I winced. That was the second time someone had managed to make me feel horrible in just a few words.
Not that hard, apparently, Kali drawled.
“So you didn’t do this to spark sympathy?” I shot back as I gestured at her arm stump. Immediately I regretted that. It sounded awful and petty, even to me.
She raised an eyebrow at me and murmured, “Can it be that you still don’t understand?” She sighed heavily, her lips pursing before she turned away from me. “I was wrong to think we had something in common, then.”
This made me angry in ways I didn’t expect. I stomped to Lethia’s side and hissed, “Why is it that everyone has to understand you? What makes you of such importance that I am somehow lesser for failing to understand your convoluted logic?”
Lethia frowned at me. “What do you want me to say? I’m sorry? Again?”

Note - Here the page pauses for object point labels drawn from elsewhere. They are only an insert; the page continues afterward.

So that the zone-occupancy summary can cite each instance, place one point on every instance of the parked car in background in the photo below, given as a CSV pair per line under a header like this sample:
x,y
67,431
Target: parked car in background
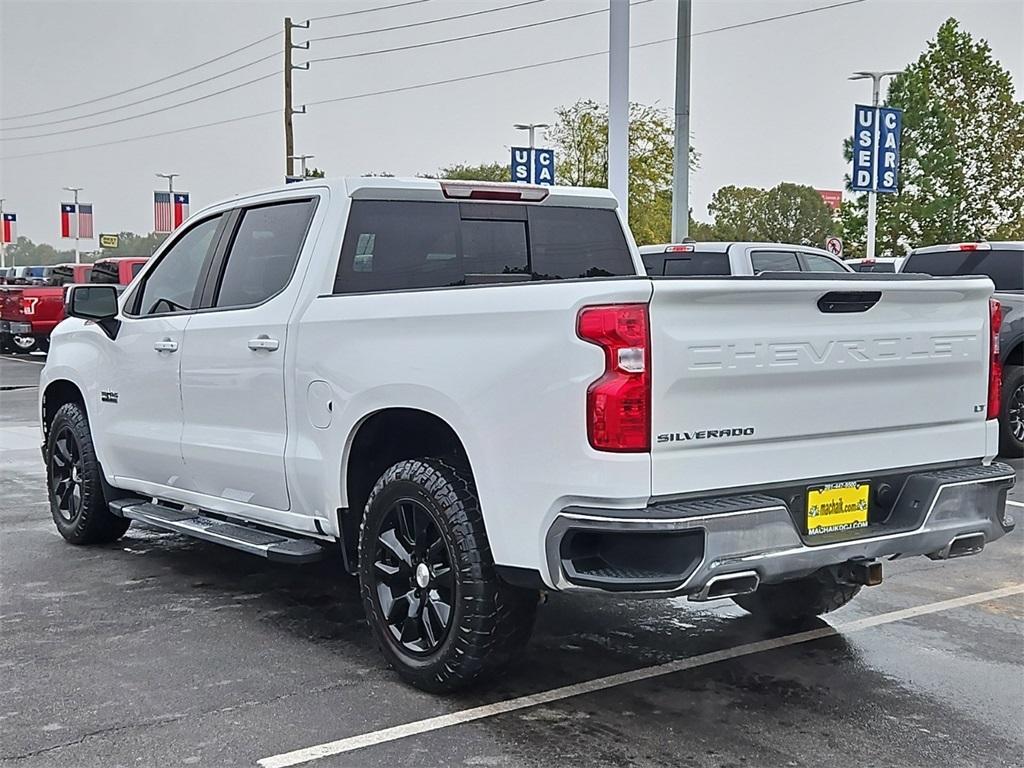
x,y
1004,263
43,306
883,264
470,392
695,259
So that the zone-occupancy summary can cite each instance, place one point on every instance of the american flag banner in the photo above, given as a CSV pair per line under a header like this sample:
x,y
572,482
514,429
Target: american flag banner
x,y
85,220
180,208
9,226
69,223
162,220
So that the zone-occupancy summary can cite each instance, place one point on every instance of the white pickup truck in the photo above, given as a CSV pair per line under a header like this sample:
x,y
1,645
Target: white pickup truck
x,y
472,392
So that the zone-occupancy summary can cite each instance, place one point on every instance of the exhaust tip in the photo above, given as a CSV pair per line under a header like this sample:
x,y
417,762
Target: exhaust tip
x,y
728,585
961,546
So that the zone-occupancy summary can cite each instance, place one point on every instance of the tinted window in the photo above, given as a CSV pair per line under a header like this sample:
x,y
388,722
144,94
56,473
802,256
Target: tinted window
x,y
392,246
263,253
1005,267
818,263
878,266
682,264
774,261
568,243
170,287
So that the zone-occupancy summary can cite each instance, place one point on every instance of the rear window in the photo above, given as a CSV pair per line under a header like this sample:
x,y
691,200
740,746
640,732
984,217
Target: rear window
x,y
396,246
879,266
687,264
1006,267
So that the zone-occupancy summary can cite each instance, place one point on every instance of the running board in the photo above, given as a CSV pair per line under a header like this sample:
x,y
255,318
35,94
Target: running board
x,y
278,547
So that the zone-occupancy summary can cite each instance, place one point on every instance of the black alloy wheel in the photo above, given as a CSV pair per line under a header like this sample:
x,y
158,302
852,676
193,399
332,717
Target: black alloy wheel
x,y
67,475
414,579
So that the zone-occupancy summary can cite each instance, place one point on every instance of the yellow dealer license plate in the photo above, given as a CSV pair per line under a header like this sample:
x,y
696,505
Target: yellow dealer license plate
x,y
837,507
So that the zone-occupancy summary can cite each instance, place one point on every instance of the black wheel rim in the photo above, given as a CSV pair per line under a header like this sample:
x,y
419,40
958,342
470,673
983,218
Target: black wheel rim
x,y
1015,414
66,474
414,579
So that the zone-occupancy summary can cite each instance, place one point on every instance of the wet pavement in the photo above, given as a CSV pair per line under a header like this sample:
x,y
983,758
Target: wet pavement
x,y
161,650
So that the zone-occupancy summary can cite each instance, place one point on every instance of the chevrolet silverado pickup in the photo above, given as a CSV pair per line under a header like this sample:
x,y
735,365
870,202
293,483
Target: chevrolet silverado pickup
x,y
469,393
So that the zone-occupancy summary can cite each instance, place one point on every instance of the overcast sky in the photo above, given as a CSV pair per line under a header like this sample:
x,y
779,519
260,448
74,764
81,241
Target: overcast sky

At my furious silence, she leaned in just enough to breathe. “If the only thing you want is to be angry with me, Nyx, then that is your right. I hurt you, I know. I hurt everyone. But I need you to know, I don’t intend to just sit back and live the life of a cripple.” She stepped away, turning to resume her bucket curls. Through quiet grunts, she said with strain: “I also don’t intend to spend all my life begging for forgiveness with words when I can do more through my actions. When you’ve figured out what you’d like me to do, then by all means…tell me. In the meantime, I will do what I feel I must.”

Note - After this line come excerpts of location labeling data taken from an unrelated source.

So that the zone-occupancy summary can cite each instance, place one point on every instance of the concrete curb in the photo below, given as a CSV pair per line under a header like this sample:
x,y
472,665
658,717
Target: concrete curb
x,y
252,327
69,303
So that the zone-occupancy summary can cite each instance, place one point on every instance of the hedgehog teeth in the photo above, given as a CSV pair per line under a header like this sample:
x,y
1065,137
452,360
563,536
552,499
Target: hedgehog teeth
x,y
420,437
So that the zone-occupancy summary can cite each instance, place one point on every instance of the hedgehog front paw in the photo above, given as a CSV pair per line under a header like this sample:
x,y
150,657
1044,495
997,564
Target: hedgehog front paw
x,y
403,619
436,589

I glared at her, feeling a sickening mix of guilt and anger surge in my throat like hot bile. It is the worst feeling, when your head is going one direction, and your emotions are stampeding off in another.
Stiffly, I turned to leave.
“Good luck, Nyx. I hope you find her,” Lethia called after me.

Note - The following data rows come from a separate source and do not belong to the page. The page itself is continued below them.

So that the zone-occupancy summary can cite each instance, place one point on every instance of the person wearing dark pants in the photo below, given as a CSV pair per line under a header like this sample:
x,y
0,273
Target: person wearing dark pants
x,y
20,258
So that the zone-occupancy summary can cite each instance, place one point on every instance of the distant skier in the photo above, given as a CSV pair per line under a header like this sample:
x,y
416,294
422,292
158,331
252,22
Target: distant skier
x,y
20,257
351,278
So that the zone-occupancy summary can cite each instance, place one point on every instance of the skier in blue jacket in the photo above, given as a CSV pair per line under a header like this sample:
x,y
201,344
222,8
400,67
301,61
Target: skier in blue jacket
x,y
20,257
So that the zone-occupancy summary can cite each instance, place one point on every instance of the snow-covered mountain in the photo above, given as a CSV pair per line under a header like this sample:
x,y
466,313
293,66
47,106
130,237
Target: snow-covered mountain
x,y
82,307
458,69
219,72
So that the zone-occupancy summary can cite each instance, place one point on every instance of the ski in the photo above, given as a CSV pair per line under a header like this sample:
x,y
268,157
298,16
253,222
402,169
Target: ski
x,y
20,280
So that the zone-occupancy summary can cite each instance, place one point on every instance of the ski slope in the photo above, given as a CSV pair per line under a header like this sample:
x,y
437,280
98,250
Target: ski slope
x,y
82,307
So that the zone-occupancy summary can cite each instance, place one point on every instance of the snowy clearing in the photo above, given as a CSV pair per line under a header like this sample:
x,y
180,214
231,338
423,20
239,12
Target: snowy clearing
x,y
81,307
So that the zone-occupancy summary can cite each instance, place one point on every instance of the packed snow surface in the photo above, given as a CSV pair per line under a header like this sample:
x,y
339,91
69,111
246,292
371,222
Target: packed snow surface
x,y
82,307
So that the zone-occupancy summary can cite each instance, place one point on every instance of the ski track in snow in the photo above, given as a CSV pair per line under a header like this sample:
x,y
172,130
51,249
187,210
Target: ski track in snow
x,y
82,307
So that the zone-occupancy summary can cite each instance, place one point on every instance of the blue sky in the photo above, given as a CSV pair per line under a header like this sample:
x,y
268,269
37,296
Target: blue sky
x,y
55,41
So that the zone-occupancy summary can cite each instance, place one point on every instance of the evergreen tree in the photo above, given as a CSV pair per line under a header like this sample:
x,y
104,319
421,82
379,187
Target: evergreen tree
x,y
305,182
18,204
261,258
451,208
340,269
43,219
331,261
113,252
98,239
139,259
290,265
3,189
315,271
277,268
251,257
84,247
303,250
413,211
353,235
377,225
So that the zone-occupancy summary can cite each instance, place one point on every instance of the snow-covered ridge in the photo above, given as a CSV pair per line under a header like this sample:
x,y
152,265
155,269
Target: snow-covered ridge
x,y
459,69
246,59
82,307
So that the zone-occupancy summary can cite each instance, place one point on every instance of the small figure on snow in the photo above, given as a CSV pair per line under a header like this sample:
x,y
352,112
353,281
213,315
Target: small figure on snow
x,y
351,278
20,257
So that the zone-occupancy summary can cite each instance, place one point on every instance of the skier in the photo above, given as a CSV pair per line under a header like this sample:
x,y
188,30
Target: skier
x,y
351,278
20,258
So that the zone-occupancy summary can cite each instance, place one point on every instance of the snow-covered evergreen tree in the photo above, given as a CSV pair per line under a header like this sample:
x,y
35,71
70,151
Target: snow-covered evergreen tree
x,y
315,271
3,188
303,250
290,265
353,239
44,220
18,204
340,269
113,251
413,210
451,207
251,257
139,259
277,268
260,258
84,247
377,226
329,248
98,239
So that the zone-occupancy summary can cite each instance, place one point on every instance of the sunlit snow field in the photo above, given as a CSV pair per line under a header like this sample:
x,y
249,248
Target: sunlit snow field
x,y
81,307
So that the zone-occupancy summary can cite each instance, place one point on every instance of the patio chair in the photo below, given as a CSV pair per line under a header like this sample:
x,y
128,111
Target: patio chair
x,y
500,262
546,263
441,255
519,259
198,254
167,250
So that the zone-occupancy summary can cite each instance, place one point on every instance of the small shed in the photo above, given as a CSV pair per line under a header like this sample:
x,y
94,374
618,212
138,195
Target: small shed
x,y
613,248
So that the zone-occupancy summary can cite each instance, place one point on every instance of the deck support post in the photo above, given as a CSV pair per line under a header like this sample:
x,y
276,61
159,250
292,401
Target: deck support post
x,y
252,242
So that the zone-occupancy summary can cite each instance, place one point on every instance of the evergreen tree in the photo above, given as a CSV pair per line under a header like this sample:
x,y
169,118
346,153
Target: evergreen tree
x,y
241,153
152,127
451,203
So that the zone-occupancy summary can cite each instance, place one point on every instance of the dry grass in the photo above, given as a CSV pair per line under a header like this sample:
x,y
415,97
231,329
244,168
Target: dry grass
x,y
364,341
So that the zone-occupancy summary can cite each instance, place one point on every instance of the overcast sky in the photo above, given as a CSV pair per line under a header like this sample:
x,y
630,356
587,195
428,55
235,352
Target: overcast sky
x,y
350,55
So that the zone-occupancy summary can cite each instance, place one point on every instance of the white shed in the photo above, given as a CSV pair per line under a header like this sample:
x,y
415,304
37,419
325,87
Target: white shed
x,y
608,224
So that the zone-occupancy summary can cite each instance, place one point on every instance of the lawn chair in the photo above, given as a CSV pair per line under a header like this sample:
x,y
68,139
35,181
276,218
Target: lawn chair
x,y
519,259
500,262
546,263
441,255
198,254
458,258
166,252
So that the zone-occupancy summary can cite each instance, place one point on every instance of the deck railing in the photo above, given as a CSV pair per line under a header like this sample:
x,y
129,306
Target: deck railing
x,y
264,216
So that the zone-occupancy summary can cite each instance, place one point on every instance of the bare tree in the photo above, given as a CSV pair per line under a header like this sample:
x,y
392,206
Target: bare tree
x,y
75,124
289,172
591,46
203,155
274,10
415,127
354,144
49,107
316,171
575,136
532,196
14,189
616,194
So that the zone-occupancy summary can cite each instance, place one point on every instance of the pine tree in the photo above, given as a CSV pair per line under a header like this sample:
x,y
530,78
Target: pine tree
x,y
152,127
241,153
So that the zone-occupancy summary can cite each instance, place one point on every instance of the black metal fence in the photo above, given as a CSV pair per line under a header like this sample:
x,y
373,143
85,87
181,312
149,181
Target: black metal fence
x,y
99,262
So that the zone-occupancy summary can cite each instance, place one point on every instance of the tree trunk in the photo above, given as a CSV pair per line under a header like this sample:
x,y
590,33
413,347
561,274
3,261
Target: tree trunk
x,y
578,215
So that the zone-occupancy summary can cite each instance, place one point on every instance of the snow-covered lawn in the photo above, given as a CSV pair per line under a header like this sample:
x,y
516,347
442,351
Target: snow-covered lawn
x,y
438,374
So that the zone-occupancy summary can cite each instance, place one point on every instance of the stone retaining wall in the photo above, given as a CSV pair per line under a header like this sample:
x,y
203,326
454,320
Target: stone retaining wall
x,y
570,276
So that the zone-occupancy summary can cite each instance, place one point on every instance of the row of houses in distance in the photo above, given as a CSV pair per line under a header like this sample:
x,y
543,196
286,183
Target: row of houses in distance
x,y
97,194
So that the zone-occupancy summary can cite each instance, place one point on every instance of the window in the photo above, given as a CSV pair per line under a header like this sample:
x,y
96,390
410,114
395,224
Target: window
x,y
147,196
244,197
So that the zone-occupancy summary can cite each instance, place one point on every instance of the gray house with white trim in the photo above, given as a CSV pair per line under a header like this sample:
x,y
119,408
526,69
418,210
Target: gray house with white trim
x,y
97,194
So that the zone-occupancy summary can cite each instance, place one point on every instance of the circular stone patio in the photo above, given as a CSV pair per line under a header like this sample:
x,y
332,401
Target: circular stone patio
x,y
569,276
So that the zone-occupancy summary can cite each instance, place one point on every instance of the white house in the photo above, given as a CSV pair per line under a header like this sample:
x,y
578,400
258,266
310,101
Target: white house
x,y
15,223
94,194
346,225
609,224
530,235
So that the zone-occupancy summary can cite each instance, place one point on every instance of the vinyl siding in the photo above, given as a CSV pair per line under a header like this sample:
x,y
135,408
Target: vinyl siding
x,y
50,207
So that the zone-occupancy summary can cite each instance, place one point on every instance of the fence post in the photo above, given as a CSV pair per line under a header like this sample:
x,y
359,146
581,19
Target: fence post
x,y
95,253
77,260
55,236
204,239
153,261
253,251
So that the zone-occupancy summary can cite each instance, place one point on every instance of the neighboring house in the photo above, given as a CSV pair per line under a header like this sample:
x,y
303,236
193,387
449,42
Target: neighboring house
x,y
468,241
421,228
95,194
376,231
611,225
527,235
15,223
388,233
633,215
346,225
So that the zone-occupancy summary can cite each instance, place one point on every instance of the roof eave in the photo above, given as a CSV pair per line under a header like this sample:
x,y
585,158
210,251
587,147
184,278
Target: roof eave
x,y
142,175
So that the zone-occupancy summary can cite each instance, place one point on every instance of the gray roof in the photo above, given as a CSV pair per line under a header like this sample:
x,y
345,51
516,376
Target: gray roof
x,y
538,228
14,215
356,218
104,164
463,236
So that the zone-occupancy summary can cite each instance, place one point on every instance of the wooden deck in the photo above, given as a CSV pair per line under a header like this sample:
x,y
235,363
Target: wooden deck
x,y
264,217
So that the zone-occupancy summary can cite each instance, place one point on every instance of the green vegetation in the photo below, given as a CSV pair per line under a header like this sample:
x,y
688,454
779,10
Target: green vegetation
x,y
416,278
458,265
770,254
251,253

I paused at the barn doors, but walked briskly away.
The exchange left me rattled, to say the least. The teenage enchantress seemed so much more confident than I’d ever seen her, including when we first met. Add on the fact that she was physically older than before our strange other-dimensional journey, and it was like speaking to an entirely different person.
And what she said made sense. Even in my heightened state of emotion, I could understand.
I just didn’t want to. I felt petulant and resentful that Lethia would treat me so firmly and yet somehow manage to remain sympathetic all at the same time. It felt unfair.
Space, I thought. I need some space. Some time to think.
I was hating what I was feeling. Who I was turning into. It was like watching myself in the mirror turn ugly and dark, like a hag, and feeling powerless to stop it. I wasn’t powerless, of course. But it wouldn’t be enough to pretend I wasn’t angry and hurt. The charade would be shallow and short-lived. If I really wanted to move on from the devastation I’d faced in the Other Place, I was going to have to reach in deep and purge myself of all the ill feelings that so led me astray.
I was going to have to overcome myself, if I wanted to any sort of peace.